Defending the suspension, David Rickman, the rules director for the Royal and Ancient, said: "It was not so much the average speed as the gusts that were the issue.

"What we had round about 2.30pm was a series of gusts in excess of 40 miles per hour."

Balls were moving on five of the holes, he said. "That took it from being challenging to being a lottery."

It is ironic that only 24 hours earlier, there had been complaints that the Old Course was toothless after McIlroy tore up the record book.

McIlroy woke up today still clinging to the hope he can get back into contention. But after his crushing second-round 80 -- a massive 17 more strokes than he took on Thursday -- McIlroy knows he has gone from favourite to long-shot.

The 21-year-old was one of the biggest casualties of winds gusting to 40mph, going from two ahead of Oosthuizen to 11 behind him.

Down in 38th place when the second round was called off for darkness last night, McIlroy tried his best to look on the bright side.



Calm

"If you take out Louis and Calc (Mark Calcavecchia is in second spot, five back) I'm only five shots out," he said.

"If the weather is quite calm I feel as if I've got a chance to go low, even a little bit of wind. But when it's wind like this you're relying on other players to make mistakes. It was just very, very difficult out there and I let it get away from me a little bit.

"I actually did well to par the last three holes, if I'm totally honest. It could have been an 82 or an 83.

"I'm here for the weekend so it's not all bad, but definitely a complete contrast. I don't think they should have called us off the golf course. When we got back out there the conditions hadn't changed, the wind probably got a little bit worse -- it probably wasn't a smart move.

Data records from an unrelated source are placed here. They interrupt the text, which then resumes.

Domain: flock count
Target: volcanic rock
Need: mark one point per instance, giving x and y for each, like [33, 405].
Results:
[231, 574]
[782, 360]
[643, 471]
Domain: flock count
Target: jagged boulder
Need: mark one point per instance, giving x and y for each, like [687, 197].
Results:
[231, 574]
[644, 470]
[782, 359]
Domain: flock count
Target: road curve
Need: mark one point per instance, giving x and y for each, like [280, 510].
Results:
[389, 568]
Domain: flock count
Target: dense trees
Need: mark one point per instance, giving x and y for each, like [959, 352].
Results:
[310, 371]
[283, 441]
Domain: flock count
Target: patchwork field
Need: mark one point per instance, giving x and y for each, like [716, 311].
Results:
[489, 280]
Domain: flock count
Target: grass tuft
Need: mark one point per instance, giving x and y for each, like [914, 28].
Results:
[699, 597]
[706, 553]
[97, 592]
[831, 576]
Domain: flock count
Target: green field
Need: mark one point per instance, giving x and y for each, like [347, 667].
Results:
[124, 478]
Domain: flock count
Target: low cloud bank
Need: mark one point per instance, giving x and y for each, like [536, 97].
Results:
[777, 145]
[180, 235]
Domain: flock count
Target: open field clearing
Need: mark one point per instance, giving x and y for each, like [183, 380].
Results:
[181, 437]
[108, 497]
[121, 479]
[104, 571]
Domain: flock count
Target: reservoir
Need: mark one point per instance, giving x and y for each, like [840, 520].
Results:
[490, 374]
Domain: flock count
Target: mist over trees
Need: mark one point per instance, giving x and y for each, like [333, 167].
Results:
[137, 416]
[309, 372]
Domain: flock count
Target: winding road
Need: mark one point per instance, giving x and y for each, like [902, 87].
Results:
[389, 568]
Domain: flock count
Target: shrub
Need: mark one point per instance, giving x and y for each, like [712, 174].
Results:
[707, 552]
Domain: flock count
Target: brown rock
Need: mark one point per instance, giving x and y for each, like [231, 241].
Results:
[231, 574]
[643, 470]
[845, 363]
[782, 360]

"I'm not trying to make any excuses. Even from then I didn't hit it well and didn't put myself in the right places to try and make any birdies or make some sort of a score. It's going to be tough. It all depends what the weather is like again.

Among the tales of horror were Paul Lawrie, the 1999 champion, who had a 69 in the first round and an 82 in the second, and Nick Faldo, winner of three Open Championships, who followed a 72 with an 81.